Twickenham, London

As rain lashed mercilessly outside, a crowd of sodden Labour supporters huddled sportingly around the bar of the Turks Head pub in Twickenham. Nestled on the corner of two leafy residential streets, the Turks Head is very much a local pub. A narrow room with its own side entrance rolls out like an old Dutch barn beside it. Inside, VOTE LABOUR signage has been tacked to the walls, one has fallen off and is propped up on the floor. Tension fills the air. Labour is a lost hope in Twickenham and somehow that feeling is reflected in the room. Even the sunshine didn’t come out for Twickenham Labour that night. I speak to local Party Chair, Rhonda Evans-Woolfe, about the campaign so far,

“Since Corbyn, our membership has soared and we’ve got one thousand, five hundred members… so we’ve got the manpower now to try and seriously stop being a political irrelevance.”

Ten miles south-west of central London, Twickenham boasts many claims to fame. Hosting the world’s largest rugby stadium, it is the unofficial home of Rugby Union. The River Thames runs along the southern border, originally forming part of the Hundred of Hounslow that was mentioned in the Doomsday Book. Eighteenth century poet, Alexander Pope, lived in a villa in Twickenham, and his garden was tendered in his memory until Lady Howe, exasperated by the steady stream of tourists, pulled it down in 1808. In ‘An Essay on Man’, Pope tries to understand the complex condition of the human species. After much criticism of our faults, he decides we are perfect for the fact that we are alive; our perfection deriving from the blessing of our very existence,

Then say not man’s imperfect, Heav’n in fault;

Say rather, man’s as perfect as he ought:

His knowledge measur’d to his state and place,

His time a moment, and a point his space.

If to be perfect in a certain sphere,

What matter, soon or late, or here or there?

The blest today is as completely so,

As who began a thousand years ago.

Rhonda accepts that Twickenham Labour Party has been far from perfect. However, with a raft of new members, they’re now changing tact.

‘I think for a long time our local Labour Party has been focusing on national politics. But actually its finally dawned on us that in order to become relevant to people’s lives we’ve got to start off with local politics.’ Rhonda’s voices rises with the force of new-found determination, ‘Our aim now is to get Labour Councillors on Richmond Council… We’ve targeted a ward and we’re going to work that ward, and we’re going to get three Councillors elected – hopefully – at next year’s Council elections.’

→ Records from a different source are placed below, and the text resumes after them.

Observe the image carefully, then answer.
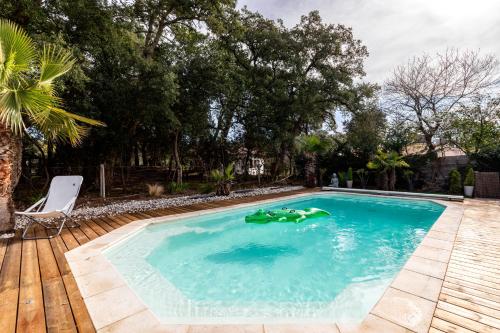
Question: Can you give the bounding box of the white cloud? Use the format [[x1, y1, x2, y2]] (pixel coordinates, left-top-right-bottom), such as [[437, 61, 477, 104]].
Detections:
[[238, 0, 500, 84]]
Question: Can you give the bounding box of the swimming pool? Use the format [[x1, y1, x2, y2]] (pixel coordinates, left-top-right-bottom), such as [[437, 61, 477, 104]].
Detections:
[[105, 194, 444, 323]]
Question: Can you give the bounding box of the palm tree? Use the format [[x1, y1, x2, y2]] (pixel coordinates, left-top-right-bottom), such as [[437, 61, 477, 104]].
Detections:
[[0, 20, 102, 233], [297, 134, 330, 187], [367, 150, 409, 191]]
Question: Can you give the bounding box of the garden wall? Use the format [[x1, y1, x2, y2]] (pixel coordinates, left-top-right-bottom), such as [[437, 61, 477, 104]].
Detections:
[[474, 172, 500, 198]]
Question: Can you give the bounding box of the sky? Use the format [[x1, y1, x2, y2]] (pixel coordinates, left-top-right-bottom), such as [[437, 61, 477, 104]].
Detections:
[[238, 0, 500, 84]]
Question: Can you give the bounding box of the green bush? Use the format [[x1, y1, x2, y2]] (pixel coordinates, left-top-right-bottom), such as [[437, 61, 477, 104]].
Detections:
[[167, 182, 189, 194], [464, 167, 475, 186], [448, 169, 462, 194], [198, 183, 215, 194], [347, 167, 352, 181]]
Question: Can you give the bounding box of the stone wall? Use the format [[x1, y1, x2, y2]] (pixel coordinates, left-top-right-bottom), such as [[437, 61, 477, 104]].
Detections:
[[474, 172, 500, 198]]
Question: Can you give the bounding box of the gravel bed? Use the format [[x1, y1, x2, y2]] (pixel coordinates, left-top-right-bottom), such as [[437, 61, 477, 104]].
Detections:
[[16, 186, 303, 228]]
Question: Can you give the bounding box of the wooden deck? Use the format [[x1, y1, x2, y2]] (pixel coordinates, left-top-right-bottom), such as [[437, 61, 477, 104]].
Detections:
[[0, 192, 500, 333], [429, 200, 500, 333], [0, 191, 312, 333]]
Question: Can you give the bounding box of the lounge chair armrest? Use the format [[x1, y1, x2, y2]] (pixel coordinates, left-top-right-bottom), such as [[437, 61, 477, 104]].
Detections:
[[60, 197, 76, 215], [17, 197, 46, 213]]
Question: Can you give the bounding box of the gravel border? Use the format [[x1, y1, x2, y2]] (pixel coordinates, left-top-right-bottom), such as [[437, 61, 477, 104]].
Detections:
[[16, 186, 303, 229]]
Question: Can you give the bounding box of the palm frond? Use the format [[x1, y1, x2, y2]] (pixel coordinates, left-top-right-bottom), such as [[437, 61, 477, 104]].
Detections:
[[0, 19, 36, 72], [0, 90, 24, 134], [0, 19, 104, 145], [39, 45, 75, 86]]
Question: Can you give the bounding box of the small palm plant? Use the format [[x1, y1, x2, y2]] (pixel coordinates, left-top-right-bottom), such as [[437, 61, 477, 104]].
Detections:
[[366, 150, 410, 191], [211, 163, 235, 195], [0, 20, 102, 233]]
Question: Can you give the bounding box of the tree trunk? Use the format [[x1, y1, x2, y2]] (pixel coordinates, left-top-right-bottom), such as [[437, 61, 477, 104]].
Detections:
[[0, 123, 22, 234], [174, 131, 182, 184], [305, 153, 318, 187]]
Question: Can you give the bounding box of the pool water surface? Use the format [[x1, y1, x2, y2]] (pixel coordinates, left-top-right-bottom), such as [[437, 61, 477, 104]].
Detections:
[[105, 194, 444, 323]]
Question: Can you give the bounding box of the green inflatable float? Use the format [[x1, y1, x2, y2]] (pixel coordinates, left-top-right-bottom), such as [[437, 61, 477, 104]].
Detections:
[[245, 208, 330, 224]]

Back in the Turks Head, the show has started. Comedian, Patrick Monahan, cracks bitter-sweet jokes about the dire housing situation young people face today. Although housing is a national issue, it is also a local concern and one around which Labour Councillors could gather local support especially as Labour’s recent manifesto promises more favourable terms for renters.

Although the show went down well, the energy in the room remained downbeat. But a plan has been hatched and the culture may be changing.